Distributional semantics: a light introduction

Distributional semantics is a subfield of Natural Language Processing that learns meaning from word usages. This article is a simple introduction to the basic intuitions behind the technique.

What is distributional semantics?

Semantics is the study of meaning. It investigates questions such as: What is meaning? How come words and sentences have meaning? What is the meaning of words and sentences? How can the meanings of words combine to form the meaning of sentences? Do two people mean the same thing when they utter the word ‘cat’? How do we communicate? Etc, etc.

As a proficient language user, you don’t have to think about meaning much in your everyday life, and you can effortlessly ascertain, for example, that a cat is more like a dog than a coconut. How do you do this?

Distributional semantics is a theory of meaning which is computationally implementable and very, very good at modelling what humans do when they make similarity judgements. Here is a typical output for a distributional similarity system asked to quantify the similarity of cats, dogs and coconuts. The values are between 0 and 1, with 0 indicating no similarity at all and 1 indicating identity.

The similarity of cats, dogs and coconuts

As you see, cats and dogs are much more similar (close to 1) than cats and coconuts (close to 0).

In order to make such predictions, distributional semantics relies on a specific view of meaning, i.e. that meaning comes from usage, or in other words, that the meaning of ‘cat’ comes from the way we use the word in everyday life.

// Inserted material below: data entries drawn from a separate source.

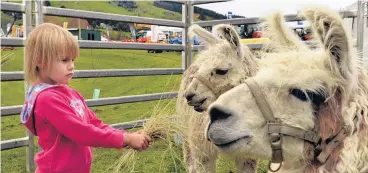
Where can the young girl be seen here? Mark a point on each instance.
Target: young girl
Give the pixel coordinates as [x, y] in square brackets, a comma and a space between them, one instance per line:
[56, 113]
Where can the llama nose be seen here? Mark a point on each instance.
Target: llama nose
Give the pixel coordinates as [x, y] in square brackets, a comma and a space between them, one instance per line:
[219, 113]
[189, 96]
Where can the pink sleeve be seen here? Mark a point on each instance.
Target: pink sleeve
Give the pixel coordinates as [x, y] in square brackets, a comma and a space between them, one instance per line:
[98, 123]
[62, 116]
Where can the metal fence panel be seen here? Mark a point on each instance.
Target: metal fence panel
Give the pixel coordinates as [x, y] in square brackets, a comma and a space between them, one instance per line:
[13, 110]
[19, 75]
[254, 20]
[19, 42]
[199, 2]
[52, 11]
[14, 143]
[13, 7]
[22, 142]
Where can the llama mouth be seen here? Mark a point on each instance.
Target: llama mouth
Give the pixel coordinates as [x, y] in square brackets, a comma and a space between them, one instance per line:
[198, 107]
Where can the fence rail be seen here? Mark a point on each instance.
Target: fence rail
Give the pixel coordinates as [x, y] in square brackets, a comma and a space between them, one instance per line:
[254, 20]
[19, 75]
[19, 42]
[22, 142]
[14, 110]
[52, 11]
[12, 7]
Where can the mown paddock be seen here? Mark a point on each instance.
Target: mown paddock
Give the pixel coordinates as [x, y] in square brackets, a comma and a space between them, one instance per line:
[39, 10]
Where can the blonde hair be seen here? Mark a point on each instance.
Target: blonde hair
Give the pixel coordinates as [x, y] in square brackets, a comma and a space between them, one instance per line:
[45, 44]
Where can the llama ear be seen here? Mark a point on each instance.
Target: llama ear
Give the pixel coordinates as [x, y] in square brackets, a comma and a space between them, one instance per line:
[229, 33]
[204, 35]
[281, 37]
[328, 28]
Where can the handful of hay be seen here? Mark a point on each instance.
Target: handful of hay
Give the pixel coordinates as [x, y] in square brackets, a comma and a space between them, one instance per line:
[163, 125]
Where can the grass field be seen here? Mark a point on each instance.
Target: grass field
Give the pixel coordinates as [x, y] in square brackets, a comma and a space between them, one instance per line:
[153, 160]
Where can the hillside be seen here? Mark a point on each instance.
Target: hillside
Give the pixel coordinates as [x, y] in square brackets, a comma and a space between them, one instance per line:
[152, 9]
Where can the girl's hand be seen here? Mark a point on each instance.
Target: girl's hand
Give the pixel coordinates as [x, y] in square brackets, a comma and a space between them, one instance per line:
[138, 141]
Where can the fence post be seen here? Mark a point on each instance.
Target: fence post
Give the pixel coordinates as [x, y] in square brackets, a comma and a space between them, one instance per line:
[360, 28]
[27, 25]
[39, 12]
[187, 18]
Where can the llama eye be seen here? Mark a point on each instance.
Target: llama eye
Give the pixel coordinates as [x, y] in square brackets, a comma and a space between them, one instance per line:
[298, 94]
[221, 72]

This approach to meaning is in no way the only one, but has come from a particular philosophical tradition involving linguists and philosophers such as Leonard Bloomfield, Zellig Harris, J.R. Firth or again Ludwig Wittgenstein (in his later work) and Margaret Masterman.

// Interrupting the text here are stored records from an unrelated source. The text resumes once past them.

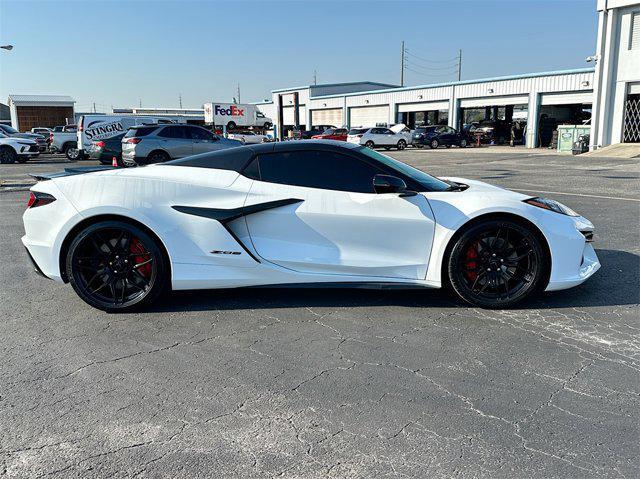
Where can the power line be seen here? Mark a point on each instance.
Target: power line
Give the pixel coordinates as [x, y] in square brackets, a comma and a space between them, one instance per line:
[429, 60]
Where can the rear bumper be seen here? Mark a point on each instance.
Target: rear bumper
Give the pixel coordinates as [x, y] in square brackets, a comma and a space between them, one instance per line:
[36, 268]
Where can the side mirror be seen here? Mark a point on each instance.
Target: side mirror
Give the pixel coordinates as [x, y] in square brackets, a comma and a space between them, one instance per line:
[391, 184]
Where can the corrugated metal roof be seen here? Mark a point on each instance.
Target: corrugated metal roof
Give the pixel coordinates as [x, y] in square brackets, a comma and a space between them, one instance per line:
[41, 98]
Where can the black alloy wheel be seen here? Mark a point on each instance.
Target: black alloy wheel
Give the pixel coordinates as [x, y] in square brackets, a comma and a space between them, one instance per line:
[496, 264]
[116, 266]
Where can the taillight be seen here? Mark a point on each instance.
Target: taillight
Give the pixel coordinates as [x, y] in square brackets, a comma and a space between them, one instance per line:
[39, 199]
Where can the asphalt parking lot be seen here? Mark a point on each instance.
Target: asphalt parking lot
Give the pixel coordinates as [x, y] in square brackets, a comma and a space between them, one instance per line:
[335, 383]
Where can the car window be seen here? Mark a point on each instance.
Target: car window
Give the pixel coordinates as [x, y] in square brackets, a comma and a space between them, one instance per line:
[174, 132]
[325, 170]
[199, 133]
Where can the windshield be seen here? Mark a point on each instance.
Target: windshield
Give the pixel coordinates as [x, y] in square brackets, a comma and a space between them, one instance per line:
[425, 180]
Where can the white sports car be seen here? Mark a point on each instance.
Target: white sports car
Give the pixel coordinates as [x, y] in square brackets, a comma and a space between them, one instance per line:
[291, 213]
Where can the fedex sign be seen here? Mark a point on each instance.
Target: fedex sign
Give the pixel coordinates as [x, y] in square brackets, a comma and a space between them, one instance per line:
[231, 111]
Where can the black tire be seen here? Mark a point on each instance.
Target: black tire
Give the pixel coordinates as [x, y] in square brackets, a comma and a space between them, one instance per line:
[157, 156]
[8, 155]
[71, 152]
[497, 263]
[99, 249]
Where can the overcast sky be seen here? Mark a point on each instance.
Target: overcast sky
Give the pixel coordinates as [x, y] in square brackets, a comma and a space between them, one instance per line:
[122, 52]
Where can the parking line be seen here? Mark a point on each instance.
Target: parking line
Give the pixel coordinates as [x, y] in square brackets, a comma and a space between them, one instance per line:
[579, 194]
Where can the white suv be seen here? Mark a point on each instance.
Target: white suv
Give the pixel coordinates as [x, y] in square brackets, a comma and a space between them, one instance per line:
[398, 136]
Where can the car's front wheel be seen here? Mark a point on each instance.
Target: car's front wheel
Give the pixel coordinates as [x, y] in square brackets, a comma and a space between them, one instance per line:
[497, 263]
[116, 266]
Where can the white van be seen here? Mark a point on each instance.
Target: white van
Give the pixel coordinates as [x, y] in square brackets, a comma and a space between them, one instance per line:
[100, 127]
[233, 115]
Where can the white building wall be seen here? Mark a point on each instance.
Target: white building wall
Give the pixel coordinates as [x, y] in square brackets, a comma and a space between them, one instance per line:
[617, 68]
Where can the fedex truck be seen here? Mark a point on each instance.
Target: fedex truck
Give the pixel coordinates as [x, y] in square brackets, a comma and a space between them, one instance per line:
[233, 115]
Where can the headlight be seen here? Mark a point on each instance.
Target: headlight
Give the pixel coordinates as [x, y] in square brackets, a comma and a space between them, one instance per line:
[551, 205]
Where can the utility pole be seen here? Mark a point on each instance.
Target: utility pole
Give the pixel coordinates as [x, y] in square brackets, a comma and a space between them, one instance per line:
[402, 64]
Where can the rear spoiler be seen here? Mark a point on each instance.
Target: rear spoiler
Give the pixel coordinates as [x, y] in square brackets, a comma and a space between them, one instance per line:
[79, 170]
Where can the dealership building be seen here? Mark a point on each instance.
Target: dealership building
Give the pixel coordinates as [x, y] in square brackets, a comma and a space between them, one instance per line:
[606, 96]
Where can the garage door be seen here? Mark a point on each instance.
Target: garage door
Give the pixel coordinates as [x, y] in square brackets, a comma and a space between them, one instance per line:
[574, 98]
[288, 115]
[423, 106]
[494, 101]
[368, 116]
[330, 116]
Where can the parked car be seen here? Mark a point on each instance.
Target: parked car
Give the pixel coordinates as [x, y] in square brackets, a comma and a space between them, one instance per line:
[105, 150]
[302, 134]
[41, 131]
[398, 136]
[338, 134]
[248, 137]
[314, 212]
[159, 143]
[435, 136]
[100, 127]
[16, 149]
[65, 142]
[13, 133]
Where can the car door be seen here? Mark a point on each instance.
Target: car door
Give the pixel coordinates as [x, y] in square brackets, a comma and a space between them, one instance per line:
[176, 140]
[335, 223]
[203, 140]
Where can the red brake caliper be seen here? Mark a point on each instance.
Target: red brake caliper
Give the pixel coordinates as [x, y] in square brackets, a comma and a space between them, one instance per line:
[141, 256]
[471, 263]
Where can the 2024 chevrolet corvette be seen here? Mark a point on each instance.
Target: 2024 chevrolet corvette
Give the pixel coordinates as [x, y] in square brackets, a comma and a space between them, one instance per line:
[293, 213]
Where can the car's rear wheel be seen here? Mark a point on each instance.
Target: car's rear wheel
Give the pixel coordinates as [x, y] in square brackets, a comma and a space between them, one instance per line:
[7, 155]
[497, 263]
[116, 266]
[157, 157]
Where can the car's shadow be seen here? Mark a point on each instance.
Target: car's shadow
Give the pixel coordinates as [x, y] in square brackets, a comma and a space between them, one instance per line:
[616, 284]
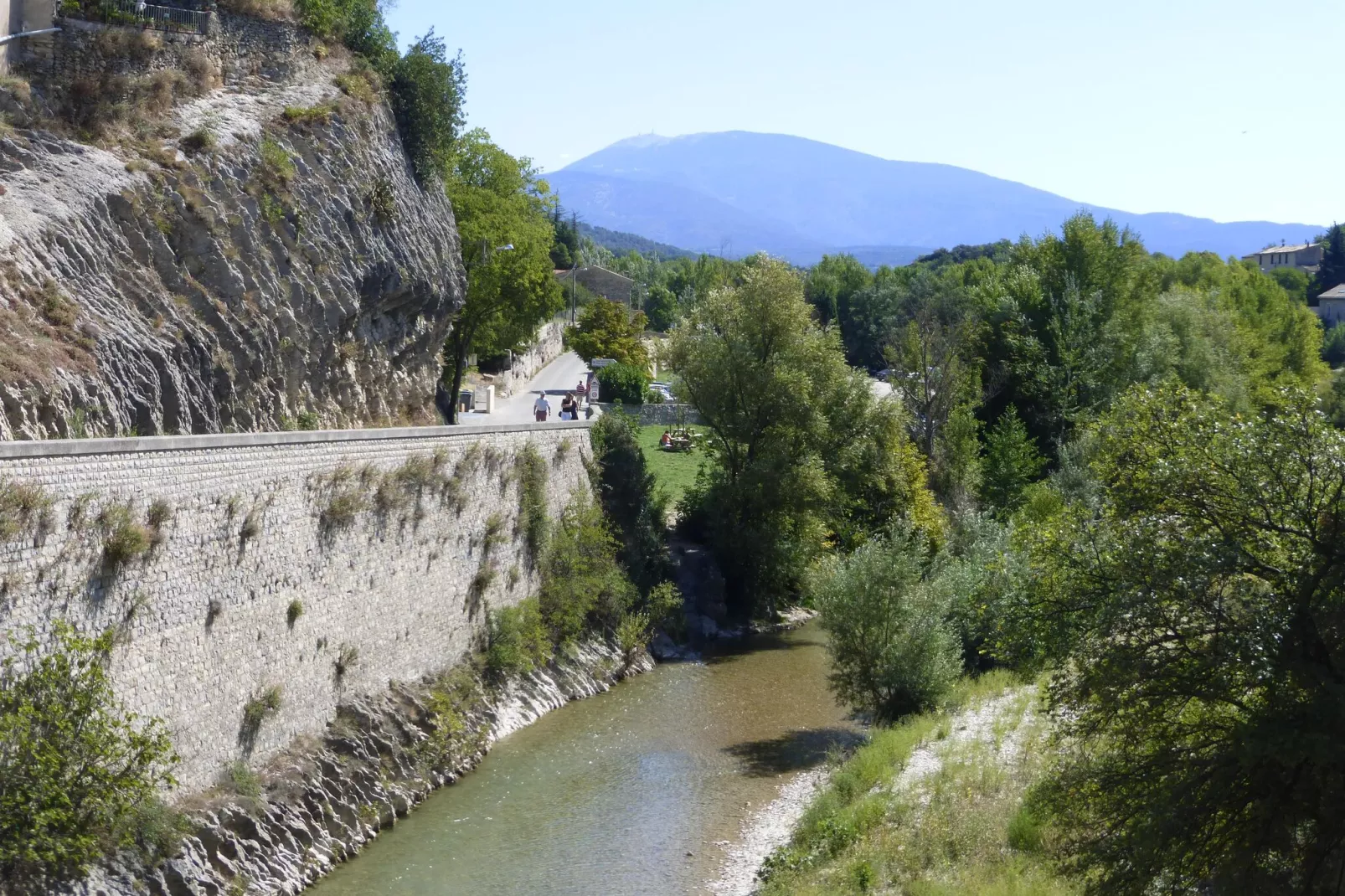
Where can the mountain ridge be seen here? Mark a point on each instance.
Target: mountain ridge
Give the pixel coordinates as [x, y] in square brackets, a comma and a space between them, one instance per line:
[737, 191]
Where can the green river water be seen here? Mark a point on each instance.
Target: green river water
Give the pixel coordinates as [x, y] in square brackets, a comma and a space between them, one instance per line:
[638, 791]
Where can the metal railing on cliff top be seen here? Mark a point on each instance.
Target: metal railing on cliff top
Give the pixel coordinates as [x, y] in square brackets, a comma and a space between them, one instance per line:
[137, 13]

If we say that meaning comes from use, we can derive a model of meaning from observable uses of language. This is what distributional semantics does, in a somewhat constrained fashion. A typical way to get an approximation of the meaning of words in distributional semantics is to look at their linguistic context in a very large corpus, for instance Wikipedia. The linguistic context of a word is simply the other words that appear next to it. So for example, the following might be a context for ‘coconut’:

found throughout the tropic and subtropic area, the — is known for its great versatility

Let’s now assume that we collect every single instance of the word ‘coconut’ in Wikipedia, and start counting how many times it appears next to ‘tropic’, ‘versatility’, ‘the’, ‘subatomic’, etc. We would probably find that coconuts appear many more times next to ‘tropic’ than next to ‘subatomic’: this is a good indication of what coconuts are about. But counting is not enough. The word ‘coconut’ appears thousands of times next to ‘the’, which doesn’t mean that ‘the’ tells us very much about what coconuts are. So usually, the raw counts are combined into statistical measures which help us define more accurately which words are ‘characteristic’ for a particular term. Pointwise Mutual Information is one such measure, which gives higher values to words that are really defining for a term: for instance, ‘tropic’, ‘food’, ‘palm’ for ‘coconut’.

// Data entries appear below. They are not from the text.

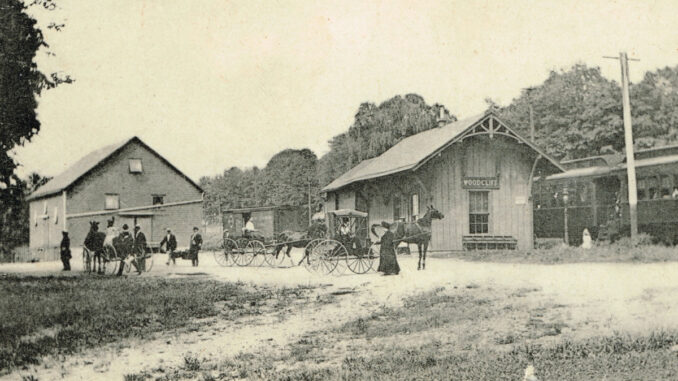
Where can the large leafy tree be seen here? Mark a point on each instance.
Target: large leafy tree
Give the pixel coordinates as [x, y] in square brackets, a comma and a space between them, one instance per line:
[576, 112]
[376, 129]
[20, 83]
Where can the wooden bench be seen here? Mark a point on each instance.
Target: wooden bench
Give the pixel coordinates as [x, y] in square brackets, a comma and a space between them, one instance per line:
[489, 242]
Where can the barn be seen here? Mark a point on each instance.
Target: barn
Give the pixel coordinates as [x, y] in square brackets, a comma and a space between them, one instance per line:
[128, 180]
[477, 171]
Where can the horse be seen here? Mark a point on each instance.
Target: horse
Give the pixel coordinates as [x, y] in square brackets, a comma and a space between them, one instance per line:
[418, 232]
[299, 240]
[94, 242]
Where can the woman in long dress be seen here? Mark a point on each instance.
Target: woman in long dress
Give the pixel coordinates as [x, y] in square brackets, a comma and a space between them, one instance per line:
[388, 263]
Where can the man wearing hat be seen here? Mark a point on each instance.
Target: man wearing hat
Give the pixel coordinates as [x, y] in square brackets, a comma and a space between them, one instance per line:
[66, 251]
[171, 244]
[196, 244]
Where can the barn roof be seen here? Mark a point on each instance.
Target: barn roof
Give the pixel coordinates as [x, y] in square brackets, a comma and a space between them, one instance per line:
[414, 151]
[88, 163]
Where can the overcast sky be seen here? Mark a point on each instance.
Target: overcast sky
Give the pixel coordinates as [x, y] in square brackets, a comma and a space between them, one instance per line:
[212, 84]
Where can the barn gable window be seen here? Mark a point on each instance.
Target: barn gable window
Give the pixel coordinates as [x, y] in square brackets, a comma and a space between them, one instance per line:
[135, 166]
[479, 212]
[112, 201]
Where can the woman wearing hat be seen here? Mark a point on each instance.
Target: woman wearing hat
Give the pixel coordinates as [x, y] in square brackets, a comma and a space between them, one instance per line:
[66, 251]
[388, 263]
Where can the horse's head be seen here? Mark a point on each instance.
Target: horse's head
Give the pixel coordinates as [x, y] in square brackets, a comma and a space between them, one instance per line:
[434, 214]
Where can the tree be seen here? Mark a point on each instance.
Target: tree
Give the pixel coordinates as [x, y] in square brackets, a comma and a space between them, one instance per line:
[576, 113]
[376, 129]
[20, 82]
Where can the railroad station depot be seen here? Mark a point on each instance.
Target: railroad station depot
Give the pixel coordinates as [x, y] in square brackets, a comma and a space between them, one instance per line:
[477, 171]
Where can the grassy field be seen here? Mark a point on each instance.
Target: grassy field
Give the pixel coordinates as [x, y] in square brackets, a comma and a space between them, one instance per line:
[460, 334]
[59, 315]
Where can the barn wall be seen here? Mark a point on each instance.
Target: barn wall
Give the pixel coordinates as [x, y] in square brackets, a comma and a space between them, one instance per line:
[135, 189]
[44, 233]
[180, 219]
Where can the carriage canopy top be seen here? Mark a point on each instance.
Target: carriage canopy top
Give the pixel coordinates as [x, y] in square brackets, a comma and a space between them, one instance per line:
[348, 213]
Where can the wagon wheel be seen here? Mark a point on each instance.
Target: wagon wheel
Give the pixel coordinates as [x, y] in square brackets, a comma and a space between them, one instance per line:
[225, 256]
[360, 262]
[242, 242]
[258, 251]
[326, 256]
[87, 257]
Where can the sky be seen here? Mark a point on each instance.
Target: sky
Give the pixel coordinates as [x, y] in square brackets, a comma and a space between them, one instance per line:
[212, 84]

Once we have such measures, we can build a simulation of how the words in a particular language relate to each other. This is done in a so-called ‘semantic space’ which, mathematically, corresponds to a vector space. The dimensions of the vector space are context words like ‘tropic’ or ‘versatility’ and words are defined as points (or vectors) in that space. Here is a very simplified example, where I define the words ‘dragon’, ‘lion’ and ‘democracy’ with respect to only two dimensions: ‘dangerous’ and ‘political’.

A semantic space with only two dimensions

Because dragons and lions have much to do with being dangerous but very little with political systems, their vectors have a high value along the ‘dangerous’ axis and a small value along the ‘political’ axis. The opposite is true for ‘democracy’. Note that very naturally, the vectors for ‘dragon’ and ‘lion’ have clustered together in the space, while ‘democracy’ is much further from them. By calculating the distance between two vectors in a semantic space, we can deduce the similarity of two words: this is what allows us to say that cats and dogs are more alike than cats and coconuts.

In real life, semantic spaces are built with thousands, or even hundreds of thousands of dimensions. Techniques such as dimensionality reduction are used to make the space more computationally tractable.

The description above only discusses the basic idea behind distributional semantics. In order to compare groups of words, or words with sentences, or even documents, we need a model of how the meaning of words combine together. This is an area of active research. For those interested, the following paper is a good introduction to the topic:

Clark. Forthcoming. Vector Space Models of Lexical Meaning. To appear in the forthcoming Wiley-Blackwell Handbook of Contemporary Semantics — second edition, edited by Shalom Lappin and Chris Fox.